Who Decides if it’s Rape?

Touchy subject, probably triggering.

I was raped last September. (Or if I’m going to phrase it actively, a rapist raped me.) Sort of.

Mine is one of those gray-area cases that are tragically common, yet don’t get much attention in the culture at large. I’m using my own personal experience to frame the issue.

I think the perpetrator thinks I gave consent. I did say "I can’t," but I never explicitly said "NO." I never physically resisted. The perpetrator was even going to walk away at one point and leave me, but I eventually did say ok, let’s just do it, for fear of the "cocktease" rumors that I thought would abound among our mutual circle of friends. I realize now that that "reasoning" is extremely fucked. We were both very, very drunk.

I feel like I was raped. It’s been almost a year and I’m still afraid of most heterosexual men. I still get flashbacks and cry every now and then, though I have been able to enjoy consensual sex.

I think the perpetrator thinks it was just a stupid thing we did.

So who decides?

I’m leery to use the R-word when talking about… IT, not because I don’t feel like it was rape but because I think the people I’m talking to don’t think it is. I started seeing a therapist after the incident and she never used the word either, after I told her the details. I get the vibe that people think I’m being a drama queen. I think the perpetrator may be right in that it was just a stupid thing we did one night, and it just hit me extra hard because it was my first time and whatever, and with my feminist background I’m just touchy about the subject of violence against women in general. How can it be rape if the "rapist" read my actions as giving consent?

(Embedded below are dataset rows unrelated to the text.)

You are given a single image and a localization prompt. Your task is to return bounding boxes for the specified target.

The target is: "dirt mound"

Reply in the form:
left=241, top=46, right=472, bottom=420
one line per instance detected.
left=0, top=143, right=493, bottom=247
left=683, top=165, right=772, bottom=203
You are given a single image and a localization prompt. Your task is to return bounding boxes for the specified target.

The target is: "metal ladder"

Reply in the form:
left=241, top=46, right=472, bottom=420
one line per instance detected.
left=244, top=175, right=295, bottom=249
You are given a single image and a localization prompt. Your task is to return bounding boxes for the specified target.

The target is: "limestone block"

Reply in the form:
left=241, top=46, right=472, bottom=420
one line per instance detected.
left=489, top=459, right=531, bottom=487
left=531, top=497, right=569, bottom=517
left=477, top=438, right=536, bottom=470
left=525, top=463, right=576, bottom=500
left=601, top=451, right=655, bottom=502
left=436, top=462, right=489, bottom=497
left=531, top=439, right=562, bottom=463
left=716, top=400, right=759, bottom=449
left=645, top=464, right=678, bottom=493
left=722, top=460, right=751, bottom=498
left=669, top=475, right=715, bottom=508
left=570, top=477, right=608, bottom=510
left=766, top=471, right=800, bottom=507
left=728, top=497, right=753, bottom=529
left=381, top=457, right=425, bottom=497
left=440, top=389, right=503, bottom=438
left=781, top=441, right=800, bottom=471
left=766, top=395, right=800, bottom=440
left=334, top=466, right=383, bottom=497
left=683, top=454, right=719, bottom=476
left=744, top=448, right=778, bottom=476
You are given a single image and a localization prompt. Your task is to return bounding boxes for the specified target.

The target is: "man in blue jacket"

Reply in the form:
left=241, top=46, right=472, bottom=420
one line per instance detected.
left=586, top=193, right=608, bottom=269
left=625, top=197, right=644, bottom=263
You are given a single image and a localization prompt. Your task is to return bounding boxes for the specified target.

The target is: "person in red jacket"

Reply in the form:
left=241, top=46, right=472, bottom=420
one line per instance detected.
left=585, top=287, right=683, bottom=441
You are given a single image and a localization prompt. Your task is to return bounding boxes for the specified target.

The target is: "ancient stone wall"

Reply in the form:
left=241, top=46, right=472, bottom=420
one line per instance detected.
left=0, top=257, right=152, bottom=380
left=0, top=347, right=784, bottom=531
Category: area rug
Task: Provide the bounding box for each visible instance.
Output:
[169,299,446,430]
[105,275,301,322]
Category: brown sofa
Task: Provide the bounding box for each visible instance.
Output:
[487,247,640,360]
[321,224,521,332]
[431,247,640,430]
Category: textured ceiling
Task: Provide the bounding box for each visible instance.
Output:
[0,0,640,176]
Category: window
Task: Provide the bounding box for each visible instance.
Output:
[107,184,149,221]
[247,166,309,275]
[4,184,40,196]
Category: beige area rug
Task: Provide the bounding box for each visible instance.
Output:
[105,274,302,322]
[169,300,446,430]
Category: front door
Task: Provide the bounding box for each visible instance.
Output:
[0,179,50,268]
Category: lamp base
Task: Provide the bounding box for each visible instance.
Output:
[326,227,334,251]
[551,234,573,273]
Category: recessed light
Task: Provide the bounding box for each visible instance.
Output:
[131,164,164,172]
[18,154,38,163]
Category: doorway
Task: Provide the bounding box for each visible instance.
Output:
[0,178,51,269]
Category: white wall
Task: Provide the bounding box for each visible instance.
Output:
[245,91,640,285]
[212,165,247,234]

A professor and a mentor of mine says that its not the intentions that matter, it’s the outcome. For example, if someone tells a racist joke and someone else is offended, just because the joker wasn’t intentionally being racist doesn’t mean the offended party’s feelings aren’t valid. So by that logic, if I think I was raped then I was.

But I did give consent, sort of. I’m afraid I’m almost cheapening the R-word to use it for my stupid drunken mistake, and I’m somehow making it less effective for the people who were "really" raped.

So. In a rape or sexual assault case, does the perpetrator’s intent matter? Are potential perpetrators supposed to hear the trepidation in our voices as we finally relent, and be smart enough to stop when we are too afraid to? Is there another term we can use to describe an unwanted sexual experience for which consent was eventually, reluctantly, sorta given?

Or have I internalized all the victim-blaming language I’ve been hearing my whole life and being horribly irrational?